Another testimonial came from Mikaela Attu, a Canadian who said in an interview that she was shocked by the overturning of Roe v. Wade, particularly because abortion care was not difficult to access in Canada.

In a TikTok video, she took viewers along to multiple hospital visits near her home in Vancouver, from an ultrasound to confirm her pregnancy to a shot of her feet in stirrups at the beginning of a procedure to terminate it.

In another video, viewed 7.5 million times, Ms. Attu talked about the heartbreak of getting pregnant with a man she loved, but not being able to go through with it.

Ms. Attu and her husband plan to have children, she said, but she was dealing with mental health issues when she got pregnant last year and did not feel prepared to start a family.

“I wanted to show that abortion is complicated,” she said.

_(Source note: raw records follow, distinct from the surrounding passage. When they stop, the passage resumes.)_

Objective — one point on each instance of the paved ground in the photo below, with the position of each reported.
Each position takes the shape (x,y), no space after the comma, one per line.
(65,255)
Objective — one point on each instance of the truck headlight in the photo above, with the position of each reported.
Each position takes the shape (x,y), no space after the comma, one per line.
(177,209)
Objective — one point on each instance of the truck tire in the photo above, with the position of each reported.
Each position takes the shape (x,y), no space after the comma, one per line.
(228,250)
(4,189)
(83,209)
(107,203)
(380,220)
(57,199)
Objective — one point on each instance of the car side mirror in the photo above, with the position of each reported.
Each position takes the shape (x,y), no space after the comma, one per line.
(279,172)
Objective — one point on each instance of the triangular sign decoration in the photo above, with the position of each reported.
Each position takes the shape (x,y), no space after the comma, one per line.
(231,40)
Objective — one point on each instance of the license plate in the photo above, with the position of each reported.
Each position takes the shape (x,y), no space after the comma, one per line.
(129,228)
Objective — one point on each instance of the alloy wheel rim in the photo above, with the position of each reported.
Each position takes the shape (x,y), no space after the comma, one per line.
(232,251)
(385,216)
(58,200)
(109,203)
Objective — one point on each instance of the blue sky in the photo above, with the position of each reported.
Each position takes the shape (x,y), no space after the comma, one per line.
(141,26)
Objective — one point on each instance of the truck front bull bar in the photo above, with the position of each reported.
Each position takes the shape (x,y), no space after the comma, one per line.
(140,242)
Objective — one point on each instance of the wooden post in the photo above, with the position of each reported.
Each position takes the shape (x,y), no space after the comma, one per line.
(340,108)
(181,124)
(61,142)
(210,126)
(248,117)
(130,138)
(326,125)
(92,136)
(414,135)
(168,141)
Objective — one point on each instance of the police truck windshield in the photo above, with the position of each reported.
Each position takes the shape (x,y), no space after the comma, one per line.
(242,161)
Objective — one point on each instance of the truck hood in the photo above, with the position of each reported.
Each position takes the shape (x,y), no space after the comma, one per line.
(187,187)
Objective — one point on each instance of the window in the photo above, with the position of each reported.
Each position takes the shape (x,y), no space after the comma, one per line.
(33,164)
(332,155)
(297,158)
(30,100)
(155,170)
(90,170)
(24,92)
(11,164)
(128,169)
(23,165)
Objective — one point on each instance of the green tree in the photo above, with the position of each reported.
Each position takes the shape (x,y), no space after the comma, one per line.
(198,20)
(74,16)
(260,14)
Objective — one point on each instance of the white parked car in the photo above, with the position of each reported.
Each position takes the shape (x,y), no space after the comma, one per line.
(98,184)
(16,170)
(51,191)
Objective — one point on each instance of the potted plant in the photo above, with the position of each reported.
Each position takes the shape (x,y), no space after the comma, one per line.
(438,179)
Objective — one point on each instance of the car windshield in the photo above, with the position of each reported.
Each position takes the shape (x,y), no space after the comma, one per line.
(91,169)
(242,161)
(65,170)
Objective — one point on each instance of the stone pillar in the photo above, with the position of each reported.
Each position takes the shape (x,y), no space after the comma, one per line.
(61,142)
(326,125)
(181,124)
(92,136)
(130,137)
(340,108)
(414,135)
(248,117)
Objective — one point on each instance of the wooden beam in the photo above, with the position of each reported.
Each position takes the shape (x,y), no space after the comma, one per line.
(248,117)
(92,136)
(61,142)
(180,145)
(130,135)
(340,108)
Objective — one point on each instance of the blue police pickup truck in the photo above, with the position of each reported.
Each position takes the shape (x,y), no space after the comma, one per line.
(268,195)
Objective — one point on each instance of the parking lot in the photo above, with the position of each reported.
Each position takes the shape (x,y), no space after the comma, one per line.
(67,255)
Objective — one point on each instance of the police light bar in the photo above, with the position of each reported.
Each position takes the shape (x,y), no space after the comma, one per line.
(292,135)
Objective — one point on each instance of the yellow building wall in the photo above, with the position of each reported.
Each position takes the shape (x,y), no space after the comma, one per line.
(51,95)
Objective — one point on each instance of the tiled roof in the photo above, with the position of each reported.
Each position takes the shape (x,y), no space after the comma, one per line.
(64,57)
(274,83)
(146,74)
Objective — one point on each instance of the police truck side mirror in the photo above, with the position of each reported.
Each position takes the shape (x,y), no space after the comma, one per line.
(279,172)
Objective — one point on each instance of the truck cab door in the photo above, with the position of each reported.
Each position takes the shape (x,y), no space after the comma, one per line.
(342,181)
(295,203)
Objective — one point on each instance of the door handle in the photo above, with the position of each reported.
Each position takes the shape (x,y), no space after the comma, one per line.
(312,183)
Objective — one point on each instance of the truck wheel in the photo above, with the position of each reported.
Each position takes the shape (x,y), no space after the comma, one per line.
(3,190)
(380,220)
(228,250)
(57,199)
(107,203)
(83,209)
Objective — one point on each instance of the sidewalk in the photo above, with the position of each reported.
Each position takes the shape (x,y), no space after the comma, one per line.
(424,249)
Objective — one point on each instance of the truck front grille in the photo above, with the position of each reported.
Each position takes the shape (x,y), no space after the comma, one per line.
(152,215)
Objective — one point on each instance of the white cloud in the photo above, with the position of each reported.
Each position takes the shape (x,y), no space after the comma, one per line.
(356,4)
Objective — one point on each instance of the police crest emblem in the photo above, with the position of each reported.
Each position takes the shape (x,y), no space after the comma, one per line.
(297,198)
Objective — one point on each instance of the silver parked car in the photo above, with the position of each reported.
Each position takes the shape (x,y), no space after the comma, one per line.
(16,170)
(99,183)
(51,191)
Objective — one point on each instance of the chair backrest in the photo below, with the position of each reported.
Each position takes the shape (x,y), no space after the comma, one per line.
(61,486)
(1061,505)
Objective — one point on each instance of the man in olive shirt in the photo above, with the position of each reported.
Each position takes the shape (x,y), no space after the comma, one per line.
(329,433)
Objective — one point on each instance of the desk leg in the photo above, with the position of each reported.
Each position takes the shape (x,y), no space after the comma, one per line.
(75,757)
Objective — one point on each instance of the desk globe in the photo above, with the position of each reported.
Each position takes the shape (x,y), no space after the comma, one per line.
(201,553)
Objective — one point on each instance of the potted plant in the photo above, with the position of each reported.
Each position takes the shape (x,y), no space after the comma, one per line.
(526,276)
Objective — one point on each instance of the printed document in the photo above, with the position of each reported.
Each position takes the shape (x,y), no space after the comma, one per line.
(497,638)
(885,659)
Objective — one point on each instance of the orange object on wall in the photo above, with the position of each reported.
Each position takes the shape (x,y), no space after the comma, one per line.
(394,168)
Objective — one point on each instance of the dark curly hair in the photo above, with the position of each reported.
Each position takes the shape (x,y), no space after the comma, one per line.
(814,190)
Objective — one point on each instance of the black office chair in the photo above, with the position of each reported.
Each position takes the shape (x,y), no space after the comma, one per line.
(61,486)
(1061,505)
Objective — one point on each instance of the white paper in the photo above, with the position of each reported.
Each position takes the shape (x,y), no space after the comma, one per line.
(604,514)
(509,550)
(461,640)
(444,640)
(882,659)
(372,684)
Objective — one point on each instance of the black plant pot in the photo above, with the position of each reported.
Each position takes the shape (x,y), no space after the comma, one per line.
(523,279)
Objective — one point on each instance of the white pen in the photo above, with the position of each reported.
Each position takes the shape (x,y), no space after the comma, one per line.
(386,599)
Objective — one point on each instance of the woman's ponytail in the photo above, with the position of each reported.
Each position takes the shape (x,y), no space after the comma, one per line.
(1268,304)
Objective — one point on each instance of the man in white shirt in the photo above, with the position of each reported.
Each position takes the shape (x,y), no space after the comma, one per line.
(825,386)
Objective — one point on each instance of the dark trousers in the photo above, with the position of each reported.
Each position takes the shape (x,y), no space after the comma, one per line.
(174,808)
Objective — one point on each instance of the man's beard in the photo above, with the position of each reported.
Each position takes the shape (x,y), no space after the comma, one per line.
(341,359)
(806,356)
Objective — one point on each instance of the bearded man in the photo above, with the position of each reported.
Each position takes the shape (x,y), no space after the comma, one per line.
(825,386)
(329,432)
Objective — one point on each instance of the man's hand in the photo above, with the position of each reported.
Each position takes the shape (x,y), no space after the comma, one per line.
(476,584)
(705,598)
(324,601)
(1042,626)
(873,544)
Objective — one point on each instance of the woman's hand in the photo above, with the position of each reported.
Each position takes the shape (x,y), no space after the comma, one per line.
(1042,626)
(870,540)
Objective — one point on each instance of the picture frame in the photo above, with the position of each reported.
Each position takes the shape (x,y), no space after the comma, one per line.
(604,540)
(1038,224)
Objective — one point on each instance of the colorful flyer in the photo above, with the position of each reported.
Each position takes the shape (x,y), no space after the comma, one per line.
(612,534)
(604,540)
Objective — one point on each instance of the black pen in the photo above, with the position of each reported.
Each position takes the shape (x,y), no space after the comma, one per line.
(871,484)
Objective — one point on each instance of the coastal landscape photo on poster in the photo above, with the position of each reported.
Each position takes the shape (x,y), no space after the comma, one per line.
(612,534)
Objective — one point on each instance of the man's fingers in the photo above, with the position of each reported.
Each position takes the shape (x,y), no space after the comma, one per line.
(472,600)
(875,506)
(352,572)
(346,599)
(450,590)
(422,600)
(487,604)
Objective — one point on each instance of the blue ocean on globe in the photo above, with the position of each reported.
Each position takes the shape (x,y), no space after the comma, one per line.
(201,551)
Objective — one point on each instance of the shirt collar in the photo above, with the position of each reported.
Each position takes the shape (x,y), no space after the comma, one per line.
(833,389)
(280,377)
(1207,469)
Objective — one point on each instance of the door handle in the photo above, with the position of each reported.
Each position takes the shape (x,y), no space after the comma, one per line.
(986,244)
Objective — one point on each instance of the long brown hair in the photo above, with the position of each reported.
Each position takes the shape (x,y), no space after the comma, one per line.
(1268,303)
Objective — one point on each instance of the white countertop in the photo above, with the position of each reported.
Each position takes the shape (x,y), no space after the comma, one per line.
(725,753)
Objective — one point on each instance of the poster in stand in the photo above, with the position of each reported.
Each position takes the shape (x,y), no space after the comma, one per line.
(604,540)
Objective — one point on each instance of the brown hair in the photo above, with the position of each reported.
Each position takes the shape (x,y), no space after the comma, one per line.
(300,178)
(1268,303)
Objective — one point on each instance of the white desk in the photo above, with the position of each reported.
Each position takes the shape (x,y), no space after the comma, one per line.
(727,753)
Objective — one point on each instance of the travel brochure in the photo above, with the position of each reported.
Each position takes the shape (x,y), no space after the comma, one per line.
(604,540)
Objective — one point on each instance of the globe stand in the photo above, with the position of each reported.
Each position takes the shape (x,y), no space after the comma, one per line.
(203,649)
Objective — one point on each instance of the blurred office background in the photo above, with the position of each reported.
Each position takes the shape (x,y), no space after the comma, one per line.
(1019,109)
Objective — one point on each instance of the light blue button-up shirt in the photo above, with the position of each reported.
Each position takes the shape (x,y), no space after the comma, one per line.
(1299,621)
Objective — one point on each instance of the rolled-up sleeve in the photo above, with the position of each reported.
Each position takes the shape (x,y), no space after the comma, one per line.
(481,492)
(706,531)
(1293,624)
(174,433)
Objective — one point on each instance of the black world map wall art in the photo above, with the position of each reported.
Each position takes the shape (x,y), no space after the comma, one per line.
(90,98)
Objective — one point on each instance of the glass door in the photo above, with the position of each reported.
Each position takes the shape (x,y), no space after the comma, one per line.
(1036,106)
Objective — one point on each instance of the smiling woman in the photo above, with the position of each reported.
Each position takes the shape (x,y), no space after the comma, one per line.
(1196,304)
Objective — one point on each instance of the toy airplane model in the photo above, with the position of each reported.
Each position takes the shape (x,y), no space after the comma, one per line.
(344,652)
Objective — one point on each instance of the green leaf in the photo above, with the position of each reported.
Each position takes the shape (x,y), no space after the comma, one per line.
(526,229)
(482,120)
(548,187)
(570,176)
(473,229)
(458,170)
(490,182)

Other women have made TikToks to express their grief over having an abortion.

One viewer of another woman’s abortion video commented that it reminded her of the pain she endured as a 16-year-old, going through her own abortion.

Desireé Dallagiacomo, 33, a writer and poet in California, recorded a video as she got ready for an abortion appointment.

“I’m fine and stable,” she told viewers, “and I just don’t want a child.”

Ms. Dallagiacomo, 33, said in an interview that she wanted to share her story, in part, to challenge the prevailing narratives about why people have abortions.

With abortion rights increasingly targeted, what women share about their abortions on social media has come into focus.

Attorneys general in Texas, Alabama and Louisiana have indicated an interest in prosecuting abortion providers and other groups that coordinate them, creating uncertainty over whether those who share information online could be held liable.

“There’s a movement afoot to criminalize information,” said Mary Ziegler, a law professor at the University of California, Davis, who has written extensively about abortion.

In July, a teenager in Nebraska was charged with concealing a death, her aborted fetus, and sentenced to 90 days in jail. In the case, prosecutors subpoenaed Facebook messages she had exchanged with her mother, in which the two discussed abortion pills.

The case in Nebraska suggests the conversations that people have about abortion can be used against them, Professor Ziegler said.

“In the post-Dobbs era, there’s an interesting and tricky trade-off,” she said, between sharing stories to destigmatize the experience “and the fact that speaking out could create unintended legal risks.”

The specter of punishment for sharing information about abortion was just one of the ways Ms. Dallagiacomo said she found her abortion experience “isolating.”

“There is just so much keeping us from honestly telling our story,” she said.